Progressive Enhancement Strategy
Production code should handle browsers without subgrid support gracefully. The progressive enhancement pattern provides a functional layout for all browsers while delivering enhanced alignment where supported.
.card-grid {
display: grid;
grid-template-columns: repeat(auto-fit, minmax(300px, 1fr));
gap: var(--spacing-lg);
}
.card {
display: grid;
grid-template-rows: auto auto 1fr auto;
gap: var(--spacing-med);
padding: var(--spacing-med);
background: var(--color-surface);
border-radius: var(--radius-med);
}
@supports (grid-template-rows: subgrid) {
.card-grid {
grid-template-columns: repeat(auto-fit, minmax(300px, 1fr));
grid-auto-rows: auto auto 1fr auto;
}
.card {
grid-row: span 4;
grid-template-rows: subgrid;
}
}
Looking Forward
Subgrid represents a significant advancement in CSS Grid capabilities, solving problems that previously required compromises or complex workarounds.
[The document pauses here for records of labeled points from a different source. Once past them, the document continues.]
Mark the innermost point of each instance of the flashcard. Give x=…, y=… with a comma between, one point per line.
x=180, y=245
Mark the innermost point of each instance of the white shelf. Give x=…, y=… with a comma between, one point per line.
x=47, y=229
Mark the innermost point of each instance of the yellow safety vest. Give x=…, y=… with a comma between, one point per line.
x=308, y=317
As browser support continues to improve, subgrid will become a standard tool for sophisticated layouts. The patterns you learn with subgrid apply broadly to any layout where content alignment across nesting boundaries matters.
The upcoming Complex Grid Layouts assignment will provide opportunities to apply subgrid in production-quality layouts. You will build magazine layouts, dashboard interfaces, and card grids that use subgrid to achieve alignment that would be impossible with regular nested grids.